Buena parte de los procesos electorales que tienen lugar año a año pueden reducirse a un procedimiento meramente formal, a través del cual se confirman o renuevan las elites gobernantes. De tanto en tanto, sin embargo, ese gigante dormido que es el pueblo se despierta para hacer una elección en el sentido más profundo del término. Son esos momentos en los que se manifiesta visceralmente, para decidir quién es y hacia dónde quiere ir. Son esos momentos en los que emerge como soberano y fundamento último del orden político.

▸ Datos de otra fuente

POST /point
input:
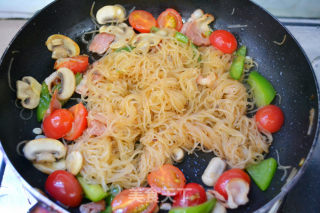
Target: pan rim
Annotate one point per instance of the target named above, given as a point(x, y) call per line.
point(284, 190)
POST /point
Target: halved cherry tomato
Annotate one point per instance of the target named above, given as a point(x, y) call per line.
point(79, 124)
point(58, 123)
point(170, 18)
point(168, 180)
point(141, 199)
point(64, 187)
point(142, 21)
point(270, 118)
point(224, 41)
point(75, 64)
point(192, 194)
point(224, 179)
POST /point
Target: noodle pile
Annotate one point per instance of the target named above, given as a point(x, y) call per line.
point(144, 105)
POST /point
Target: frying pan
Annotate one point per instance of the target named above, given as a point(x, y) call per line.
point(286, 66)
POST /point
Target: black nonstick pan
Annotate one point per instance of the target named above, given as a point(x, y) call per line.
point(286, 66)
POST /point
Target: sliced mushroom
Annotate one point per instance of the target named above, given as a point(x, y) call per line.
point(213, 171)
point(48, 168)
point(44, 150)
point(111, 13)
point(178, 155)
point(144, 41)
point(122, 32)
point(28, 91)
point(62, 46)
point(67, 80)
point(74, 162)
point(237, 191)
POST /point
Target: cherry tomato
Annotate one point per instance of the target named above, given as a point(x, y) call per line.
point(64, 187)
point(270, 118)
point(142, 21)
point(79, 124)
point(170, 18)
point(193, 194)
point(75, 64)
point(130, 200)
point(58, 123)
point(223, 180)
point(223, 40)
point(168, 180)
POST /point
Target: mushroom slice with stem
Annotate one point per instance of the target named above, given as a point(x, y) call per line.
point(122, 32)
point(48, 168)
point(28, 91)
point(44, 150)
point(67, 83)
point(62, 46)
point(111, 13)
point(74, 162)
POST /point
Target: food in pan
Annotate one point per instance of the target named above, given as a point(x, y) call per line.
point(161, 89)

En pocos meses, el conflicto se ha cobrado la vida de casi mil personas y ha precipitado la dimisión del presidente Yanukovich, la intervención militar rusa y tres iniciativas separatistas en las regiones de Crimea, Lugansk y Donetsk. El escenario de una fractura territorial del país, en línea con lo vaticinado por Samuel Huntington en El choque de las civilizaciones, se ha convertido en una amenaza real.
Empujados al borde de un conflicto bélico internacional o una guerra civil, el país celebró a fines de mayo unas elecciones anticipadas. Los resultados electorales fueron contundentes y pusieron en evidencia la fractura histórica que atraviesa a la exrepública soviética. Sin el contrapeso electoral de las regiones prorrusas —que no participaron ni reconocen los resultados de la elección—, Petro Poroshenko fue electo presidente en primera vuelta, con un 54 % de los votos. A menos de un mes de los comicios, Poroshenko firmó el postergado acuerdo de asociación con la Unión Europea. De este modo, ha fijado un rumbo para la nueva Ucrania, esa que emerge fracturada y dispuesta a definir el curso de su historia estrechando sus vínculos con Europa. Una nueva espiral de violencia, sin embargo, está forzando al nuevo gobierno a volver sobre sus pasos. Poroshenko no descarta el llamado a nuevas elecciones para preservar la unidad territorial del país. El reloj de la historia volverá entonces nuevamente a la hora cero y los ucranianos retornarán al momento plebiscitario en que se constituyen como pueblo.